L’ouvrage combine ou juxtapose des sources et des traditions diverses sur les débuts de la période monarchique. Il y a une histoire de l’arche et de sa captivité chez les Philistins, 1 S 4-6, où Samuel ne paraît pas et qui se continuera dans 2 S 6. Elle est encadrée par un récit de l’enfance de Samuel, 1 S 1-3, et par un récit qui présente Samuel comme le dernier des Juges et anticipe la libération du joug philistin, 7. Samuel joue un rôle essentiel dans l’histoire de l’institution de la royauté, 1 S 8-12, où l’on a distingué depuis longtemps deux groupes de traditions : 1 S 9 ; 10.1-16 ; 11 d’une part et 1 S 8 ; 10.17-24 ; 12 d’autre part. On a appelé le premier groupe une version « monarchiste » de l’événement et le second, une version « anti-monarchiste »; cette dernière serait postérieure. En fait, les deux traditions sont anciennes et représentent seulement des tendances différentes ; de plus, le second courant n’est pas si « anti-monarchiste » qu’on le dit, il est seulement opposé à une royauté qui ne respecterait pas les droits de Dieu. Les guerres de Saül contre les Philistins sont racontées dans 13-14, avec une première version du rejet de Saül, 13.7b-15a ; une seconde version de ce rejet est donnée dans 15, en liaison avec une guerre contre les Amalécites. Ce rejet prépare l’onction de David par Samuel, 1 S 16.1-13. Sur les débuts de David et ses démêlés avec Saül, des traditions parallèles et, semble-t-il, également anciennes ont été recueillies dans 1 S 16.142 S 1, où les doublets sont fréquents. La fin de cette histoire se trouve dans 2 S 2-5 : la royauté de David à Hébron, la guerre philistine et la prise de Jérusalem assurent la confirmation de David comme roi sur tout Israël, 2 S 5.12. Le chap. 6 reprend l’histoire de l’arche ; la prophétie de Natân, 7, est ancienne mais a été remaniée ; le chap. 8 est un sommaire rédactionnel. À partir de 2 S 9 commence un long récit qui ne s’achèvera qu’au début des Rois, 1 R 1-2. C’est l’histoire de la famille de David et des luttes autour de la succession au trône, écrite dans la première moitié du règne de Salomon peut-être en utilisant des témoignages directs. Elle est interrompue par 2 S 21-24, qui rassemble des pièces d’origine diverse sur le règne de David.

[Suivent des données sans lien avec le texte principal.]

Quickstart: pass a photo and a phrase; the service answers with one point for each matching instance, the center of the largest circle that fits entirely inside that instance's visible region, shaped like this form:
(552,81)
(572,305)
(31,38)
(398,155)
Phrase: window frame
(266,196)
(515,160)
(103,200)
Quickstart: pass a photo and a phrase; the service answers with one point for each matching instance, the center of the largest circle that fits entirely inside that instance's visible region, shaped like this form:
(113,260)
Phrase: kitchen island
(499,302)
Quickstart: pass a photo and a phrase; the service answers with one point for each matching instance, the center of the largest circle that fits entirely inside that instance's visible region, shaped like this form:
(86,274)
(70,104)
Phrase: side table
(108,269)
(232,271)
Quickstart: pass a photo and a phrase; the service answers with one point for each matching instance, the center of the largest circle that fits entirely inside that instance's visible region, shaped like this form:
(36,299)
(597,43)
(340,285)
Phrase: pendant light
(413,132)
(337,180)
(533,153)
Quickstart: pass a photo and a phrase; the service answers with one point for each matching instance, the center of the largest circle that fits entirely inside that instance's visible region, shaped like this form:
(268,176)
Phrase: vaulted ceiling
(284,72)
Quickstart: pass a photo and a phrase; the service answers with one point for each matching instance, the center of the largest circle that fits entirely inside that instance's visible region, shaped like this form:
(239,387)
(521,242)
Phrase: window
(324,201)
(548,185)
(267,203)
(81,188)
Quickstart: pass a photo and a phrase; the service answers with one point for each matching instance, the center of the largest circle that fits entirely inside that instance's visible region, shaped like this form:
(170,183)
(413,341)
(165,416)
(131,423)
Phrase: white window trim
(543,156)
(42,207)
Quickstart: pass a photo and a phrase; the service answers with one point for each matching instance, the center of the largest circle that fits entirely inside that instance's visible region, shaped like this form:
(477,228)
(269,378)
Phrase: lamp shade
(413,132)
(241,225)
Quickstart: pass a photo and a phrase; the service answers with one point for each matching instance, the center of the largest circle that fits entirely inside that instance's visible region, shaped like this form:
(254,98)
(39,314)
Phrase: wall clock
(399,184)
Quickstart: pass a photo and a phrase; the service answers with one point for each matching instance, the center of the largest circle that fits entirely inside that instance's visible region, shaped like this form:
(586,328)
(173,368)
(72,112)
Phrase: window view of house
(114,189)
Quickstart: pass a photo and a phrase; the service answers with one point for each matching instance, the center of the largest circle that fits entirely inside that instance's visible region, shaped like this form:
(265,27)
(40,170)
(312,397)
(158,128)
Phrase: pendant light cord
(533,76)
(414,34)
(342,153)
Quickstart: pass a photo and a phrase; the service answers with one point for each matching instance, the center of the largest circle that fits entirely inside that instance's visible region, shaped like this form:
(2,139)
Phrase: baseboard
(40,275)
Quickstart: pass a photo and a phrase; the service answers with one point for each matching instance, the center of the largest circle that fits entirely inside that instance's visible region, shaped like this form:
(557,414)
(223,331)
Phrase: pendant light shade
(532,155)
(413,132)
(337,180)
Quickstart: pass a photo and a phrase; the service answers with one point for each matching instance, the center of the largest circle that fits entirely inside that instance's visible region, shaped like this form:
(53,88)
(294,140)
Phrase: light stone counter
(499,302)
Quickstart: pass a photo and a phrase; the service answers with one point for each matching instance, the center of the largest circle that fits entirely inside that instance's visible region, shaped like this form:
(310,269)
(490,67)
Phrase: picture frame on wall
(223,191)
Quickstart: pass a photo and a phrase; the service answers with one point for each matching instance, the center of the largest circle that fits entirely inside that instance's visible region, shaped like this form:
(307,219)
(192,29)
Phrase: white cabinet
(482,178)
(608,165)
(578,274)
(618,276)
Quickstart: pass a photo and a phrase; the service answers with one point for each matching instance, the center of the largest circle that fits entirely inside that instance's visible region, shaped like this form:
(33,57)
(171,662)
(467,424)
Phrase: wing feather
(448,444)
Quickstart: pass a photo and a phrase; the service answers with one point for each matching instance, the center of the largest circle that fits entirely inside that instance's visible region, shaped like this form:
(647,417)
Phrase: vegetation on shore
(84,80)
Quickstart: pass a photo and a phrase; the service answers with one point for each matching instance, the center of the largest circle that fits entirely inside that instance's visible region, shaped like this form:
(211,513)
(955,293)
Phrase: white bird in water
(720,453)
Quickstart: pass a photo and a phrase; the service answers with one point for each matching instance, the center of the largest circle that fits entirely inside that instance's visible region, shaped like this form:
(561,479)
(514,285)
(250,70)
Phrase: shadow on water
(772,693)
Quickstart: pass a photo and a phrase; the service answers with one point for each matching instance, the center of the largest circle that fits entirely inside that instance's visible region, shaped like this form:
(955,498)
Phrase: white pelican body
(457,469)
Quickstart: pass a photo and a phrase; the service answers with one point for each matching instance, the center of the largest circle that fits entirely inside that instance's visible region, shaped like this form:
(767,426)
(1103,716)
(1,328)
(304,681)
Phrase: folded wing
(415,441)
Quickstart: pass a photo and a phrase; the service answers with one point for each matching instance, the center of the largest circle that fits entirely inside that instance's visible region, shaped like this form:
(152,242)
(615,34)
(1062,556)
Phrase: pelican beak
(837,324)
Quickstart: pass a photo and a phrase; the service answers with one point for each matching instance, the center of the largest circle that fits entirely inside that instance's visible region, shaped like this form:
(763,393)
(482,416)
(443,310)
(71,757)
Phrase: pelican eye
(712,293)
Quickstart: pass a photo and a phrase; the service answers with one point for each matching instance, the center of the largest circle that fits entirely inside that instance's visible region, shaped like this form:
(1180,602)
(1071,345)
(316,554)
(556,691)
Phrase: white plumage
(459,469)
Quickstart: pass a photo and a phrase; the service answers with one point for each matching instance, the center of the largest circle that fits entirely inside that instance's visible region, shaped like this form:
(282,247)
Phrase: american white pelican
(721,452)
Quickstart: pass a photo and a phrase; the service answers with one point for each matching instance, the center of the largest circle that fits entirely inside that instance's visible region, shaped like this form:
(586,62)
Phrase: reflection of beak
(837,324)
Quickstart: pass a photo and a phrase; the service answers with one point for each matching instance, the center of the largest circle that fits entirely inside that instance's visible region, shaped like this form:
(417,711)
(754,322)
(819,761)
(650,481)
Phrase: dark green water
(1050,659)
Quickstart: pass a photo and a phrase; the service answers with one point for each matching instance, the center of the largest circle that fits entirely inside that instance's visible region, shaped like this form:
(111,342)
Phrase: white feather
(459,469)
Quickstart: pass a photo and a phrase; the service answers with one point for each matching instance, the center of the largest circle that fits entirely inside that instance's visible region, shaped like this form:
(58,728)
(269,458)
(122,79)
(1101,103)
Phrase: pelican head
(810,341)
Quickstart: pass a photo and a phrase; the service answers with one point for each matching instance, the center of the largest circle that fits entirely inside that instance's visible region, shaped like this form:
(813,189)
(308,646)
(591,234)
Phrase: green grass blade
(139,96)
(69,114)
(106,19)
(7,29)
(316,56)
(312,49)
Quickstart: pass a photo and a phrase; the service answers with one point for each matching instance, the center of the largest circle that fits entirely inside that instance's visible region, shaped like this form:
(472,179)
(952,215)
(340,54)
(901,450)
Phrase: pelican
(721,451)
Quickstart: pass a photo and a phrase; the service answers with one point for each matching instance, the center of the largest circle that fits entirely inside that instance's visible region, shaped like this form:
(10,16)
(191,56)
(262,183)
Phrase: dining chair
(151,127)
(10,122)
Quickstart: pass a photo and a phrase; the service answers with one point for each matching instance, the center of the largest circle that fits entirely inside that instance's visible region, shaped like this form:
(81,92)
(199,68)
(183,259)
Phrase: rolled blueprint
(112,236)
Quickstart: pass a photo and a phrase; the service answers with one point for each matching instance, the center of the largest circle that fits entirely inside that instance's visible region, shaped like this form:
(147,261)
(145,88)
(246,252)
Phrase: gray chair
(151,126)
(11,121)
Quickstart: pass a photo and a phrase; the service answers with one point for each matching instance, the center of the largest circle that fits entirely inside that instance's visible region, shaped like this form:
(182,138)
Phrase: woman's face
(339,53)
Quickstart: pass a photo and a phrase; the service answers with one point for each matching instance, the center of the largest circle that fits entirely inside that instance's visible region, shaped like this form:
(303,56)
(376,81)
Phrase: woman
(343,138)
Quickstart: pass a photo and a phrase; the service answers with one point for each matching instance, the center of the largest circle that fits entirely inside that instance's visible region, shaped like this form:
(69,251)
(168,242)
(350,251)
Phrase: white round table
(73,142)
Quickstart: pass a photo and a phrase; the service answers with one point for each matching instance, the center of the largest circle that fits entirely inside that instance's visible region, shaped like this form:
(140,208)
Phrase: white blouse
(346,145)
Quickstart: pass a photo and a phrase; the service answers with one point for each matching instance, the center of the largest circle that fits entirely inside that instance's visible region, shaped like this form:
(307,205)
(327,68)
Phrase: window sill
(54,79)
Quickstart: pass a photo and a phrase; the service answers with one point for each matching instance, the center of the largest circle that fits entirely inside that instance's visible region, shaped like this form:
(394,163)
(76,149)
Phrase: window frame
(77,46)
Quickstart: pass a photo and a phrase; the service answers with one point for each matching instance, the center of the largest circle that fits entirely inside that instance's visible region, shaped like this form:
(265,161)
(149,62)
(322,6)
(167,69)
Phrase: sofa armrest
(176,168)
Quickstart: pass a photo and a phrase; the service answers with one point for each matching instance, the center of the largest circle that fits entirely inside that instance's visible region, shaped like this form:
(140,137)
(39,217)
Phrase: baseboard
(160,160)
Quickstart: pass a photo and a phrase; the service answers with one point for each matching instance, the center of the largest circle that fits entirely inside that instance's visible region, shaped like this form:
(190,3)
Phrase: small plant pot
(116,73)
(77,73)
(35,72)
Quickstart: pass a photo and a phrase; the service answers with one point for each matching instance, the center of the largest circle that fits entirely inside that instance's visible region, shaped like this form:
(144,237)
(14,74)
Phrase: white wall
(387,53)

En dehors de la grande histoire de 2 S 9-20, il est possible que d’autres ensembles aient été constitués dès les premiers siècles de la monarchie : un premier cycle de Samuel, deux histoires de Saül et de David. Il se peut aussi que ces ensembles aient déjà été combinés aux environs de l’an 700, mais les livres ne reçurent leur forme définitive que dans la grande histoire deutéronomiste. Cependant l’influence du Deutéronome est ici beaucoup moins apparente que dans Juges et Rois. On la décèle en particulier dans les premiers chapitres de l’ouvrage, notamment 1 S 2.22-36 ; 7 et 12, peut-être dans un remaniement de la prophétie de Natân, 2 S 7, mais le récit de 2 S 9-20 a été conservé à peu près sans retouche.

Les livres de Samuel couvrent la période qui va des origines de la monarchie israélite à la fin du règne de David. L’expansion des Philistins – la bataille d’Apheq, 1 S 4, se situe vers 1050 – mettait en danger l’existence même d’Israël et imposa la monarchie. Saül, vers 1030, débute comme un continuateur des Juges, mais sa reconnaissance par toutes les tribus lui confère une autorité générale et permanente : la royauté est née. La guerre de libération commence et les Philistins sont rejetés chez eux, 1 S 14 ; les rencontres ultérieures se font en bordure du territoire israélite, 1 S 17 (Vallée du Térébinthe), 28 et 31 (Gelboé). Ce dernier combat tourne au désastre et Saül y meurt, vers 1010. L’unité nationale est à nouveau compromise, David est sacré roi à Hébron par les Judéens, et les tribus du Nord lui opposent Ishbaal, descendant de Saül, réfugié en Transjordanie. Cependant, le meurtre d’Ishbaal rend l’union possible et David est reconnu comme roi par Israël.